Shen Zhixing puts cleaned content candidates into a local Suwan content library, waiting for owner review and Suwan pickup

How I started avoiding GPT's misguidance

The most valuable thing from this round isn't "we got to 257 sources." That number is just a result. What's actually valuable is that I started to know, more clearly, when not to let GPT define "done" for me.

Now I hold it down with a few hard rules:

First, every PASS gets one question: what does this PASS actually prove, and what does it not prove?
Second, a sample result can't represent full-volume capability. Sampling is a signal, not acceptance.
Third, crossing a number threshold isn't crossing the value threshold. Source count, candidate count, test count — all of them have to bind to "useful, usable, handoff-able."
Fourth, state names should be conservative. Write pre-Day1, owner review required, paths pending — don't write stage results as fully done.
Fifth, negative conditions matter more than positive descriptions: don't publish, don't send externally, don't bypass limits, don't count stubs as success, don't write pending as done.
Sixth, conclusions in chat are not the canonical source. The final answer goes back to files, outputs, tests, queues, reports, and owner decisions.

The place GPT pulls me off most often is its smoothness. It'll give you a balanced-looking judgment: body done, boundaries noted, here's the next step. It sounds mature, but if the acceptance criteria are wrong, that maturity is more dangerous.

So now I trust another move more: break "done" apart.

Fetching done doesn't mean curation done. Curation done doesn't mean Suwan can pick up. Suwan picking up doesn't mean Day 1 started. Day 1 started doesn't mean long-term capability done. Each layer needs its own input, output, boundary, and owner decision.

How I understand an information agent now

A proper information-fetching agent can have "fetch" in its name, but the core isn't fetching.

It needs at least six layers:

source universe — knowing where it looks at the world from, which sources are worth watching long-term.
validation — every source has to be verifiable, demotable, replaceable, not permanently parked on the list.
item organization — turning what's fetched into trackable items, not scattered headlines.
quality judgment — identifying duplicates, clickbait, low value, risk, and what's actually worth reading.
handoff library — splitting different goals into different queues, especially for a content role like Suwan.
owner review — key states don't auto-promote past their authority; the final release is left to a human.

Once it gets here, I'm willing to accept Shen Zhixing at this stage.
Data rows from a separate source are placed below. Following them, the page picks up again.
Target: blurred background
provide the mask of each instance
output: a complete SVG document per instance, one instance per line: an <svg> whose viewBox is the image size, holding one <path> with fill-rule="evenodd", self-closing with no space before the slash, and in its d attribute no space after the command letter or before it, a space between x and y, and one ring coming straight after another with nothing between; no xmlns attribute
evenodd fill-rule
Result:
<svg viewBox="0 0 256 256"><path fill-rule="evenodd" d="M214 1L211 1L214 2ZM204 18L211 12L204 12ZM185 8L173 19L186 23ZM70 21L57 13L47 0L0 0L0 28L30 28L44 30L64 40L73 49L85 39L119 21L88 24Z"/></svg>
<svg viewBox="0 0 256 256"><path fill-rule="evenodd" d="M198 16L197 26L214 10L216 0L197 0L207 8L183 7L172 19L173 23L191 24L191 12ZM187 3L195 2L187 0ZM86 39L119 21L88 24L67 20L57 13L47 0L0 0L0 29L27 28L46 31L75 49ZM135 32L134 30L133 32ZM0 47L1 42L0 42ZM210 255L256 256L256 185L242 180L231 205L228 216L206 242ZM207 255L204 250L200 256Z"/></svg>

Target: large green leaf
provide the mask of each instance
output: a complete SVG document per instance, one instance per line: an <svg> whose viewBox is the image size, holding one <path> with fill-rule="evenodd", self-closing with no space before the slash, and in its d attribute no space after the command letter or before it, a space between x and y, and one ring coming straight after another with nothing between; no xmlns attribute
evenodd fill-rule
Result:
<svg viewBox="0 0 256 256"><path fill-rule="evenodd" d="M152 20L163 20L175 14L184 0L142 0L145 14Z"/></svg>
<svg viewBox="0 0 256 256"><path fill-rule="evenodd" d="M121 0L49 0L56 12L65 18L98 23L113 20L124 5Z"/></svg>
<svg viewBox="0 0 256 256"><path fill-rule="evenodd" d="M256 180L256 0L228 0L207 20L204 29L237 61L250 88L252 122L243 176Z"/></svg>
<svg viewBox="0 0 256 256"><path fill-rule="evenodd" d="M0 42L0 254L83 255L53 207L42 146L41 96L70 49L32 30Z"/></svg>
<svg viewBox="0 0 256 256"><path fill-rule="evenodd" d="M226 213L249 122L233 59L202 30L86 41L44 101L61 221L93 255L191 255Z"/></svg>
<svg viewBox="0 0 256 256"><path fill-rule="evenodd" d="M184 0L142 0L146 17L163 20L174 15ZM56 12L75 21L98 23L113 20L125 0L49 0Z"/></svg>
But I won't say it's done.

Because there's still real local-database path integration ahead, still Suwan's feedback on candidates flowing back, still source-quality maintenance after Day 1 runs. An information agent really matures not when it runs on day one, but when, after running for a while, it gets better and better at knowing what's worth reading and what shouldn't bother me.

The lesson from this round is simple: don't let the AI's "sense of completion" replace my "sense of acceptance."

GPT can help me organize a judgment, generate commands, summarize a stage — but it can't decide for me what "done" means. Real owner review is just relentless follow-up questioning: what does this result prove? What hasn't it proved? If we actually put this agent to work tomorrow, where would it break? Once those questions are answered clearly, Shen Zhixing slowly stops being a tool that fetches information and becomes an information role I can work with.